SNCM : l'épilogue ?
SNCM : l'épilogue ? © Sylvestre/MAXPPP / Sylvestre/MAXPPP

La direction de la Société nationale Corse Méditerranée ne devrait pas être reconduite ce lundi lors du conseil de surveillance. La position de l'Etat s'annonce décisive. L'avenir de la compagnie maritime, en difficultés financières, en dépend .

Le conseil de surveillance qui se réunit en début d'après-midi à Marseille s'annonce déterminant pour l'avenir de la compagnie maritime. D'après le journal La Provence , les représentants des actionnaires, l'Etat et les salariés devraient ne pas renouveler le directoire que préside Marc Dufour, dont le mandat expire à la fin mai. Une décision redoutée par les syndicats et qui serait lourde de conséquences : son départ ouvrirait la voie à l'abandon du plan de restructuration qu'il défend et sur lequel les actionnaires se divisent depuis de longs mois.

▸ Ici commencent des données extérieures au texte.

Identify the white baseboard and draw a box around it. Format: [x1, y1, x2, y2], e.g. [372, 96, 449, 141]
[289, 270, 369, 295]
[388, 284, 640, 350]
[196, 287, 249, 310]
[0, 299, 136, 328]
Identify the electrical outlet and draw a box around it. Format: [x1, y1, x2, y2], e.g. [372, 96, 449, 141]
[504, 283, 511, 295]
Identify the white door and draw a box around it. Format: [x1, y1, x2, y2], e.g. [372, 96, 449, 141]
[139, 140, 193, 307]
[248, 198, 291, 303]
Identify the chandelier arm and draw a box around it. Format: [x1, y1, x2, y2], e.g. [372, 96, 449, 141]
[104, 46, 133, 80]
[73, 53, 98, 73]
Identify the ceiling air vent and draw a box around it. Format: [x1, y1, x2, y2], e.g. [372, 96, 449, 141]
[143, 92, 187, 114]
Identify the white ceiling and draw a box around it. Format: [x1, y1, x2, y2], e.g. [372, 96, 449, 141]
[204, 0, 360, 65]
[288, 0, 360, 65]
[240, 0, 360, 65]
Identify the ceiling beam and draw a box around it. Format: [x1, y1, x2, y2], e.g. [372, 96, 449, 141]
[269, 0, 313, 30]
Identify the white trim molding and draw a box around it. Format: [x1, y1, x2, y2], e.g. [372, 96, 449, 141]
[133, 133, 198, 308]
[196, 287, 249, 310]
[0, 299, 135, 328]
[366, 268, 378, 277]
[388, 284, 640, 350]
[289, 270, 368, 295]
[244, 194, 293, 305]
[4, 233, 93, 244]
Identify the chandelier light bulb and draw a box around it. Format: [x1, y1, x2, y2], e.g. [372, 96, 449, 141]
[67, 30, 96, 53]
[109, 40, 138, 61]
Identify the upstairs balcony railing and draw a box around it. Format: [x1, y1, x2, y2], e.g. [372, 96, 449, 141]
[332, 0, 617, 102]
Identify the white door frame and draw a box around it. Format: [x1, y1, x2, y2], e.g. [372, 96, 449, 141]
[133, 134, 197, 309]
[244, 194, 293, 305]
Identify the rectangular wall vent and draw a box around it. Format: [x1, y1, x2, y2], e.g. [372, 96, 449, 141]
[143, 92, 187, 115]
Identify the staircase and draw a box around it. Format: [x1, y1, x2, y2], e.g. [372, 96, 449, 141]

"Mon départ serait un mauvais signe pour l'avenir de la compagnie. Il va laisser à penser qu'on veut effectivement faire disparaître la SNCM, estisme Marc Dufour dans un entretien au journal La Provence. La SNCM, qui assure notamment les dessertes avec la Corse, est détenue par Transdev et Veolia, avec 66 % du capital. Des actionnaires avec lesquels Marc Dufour est en conflit ouvert. Ce sont donc les représentants de l'État (25 % du capital) qui feront pencher la balance. S'ils s'associent aux salariés (9 % du capital), Marc Dufour sauve sa place et, par la même occasion, son plan de relance économique.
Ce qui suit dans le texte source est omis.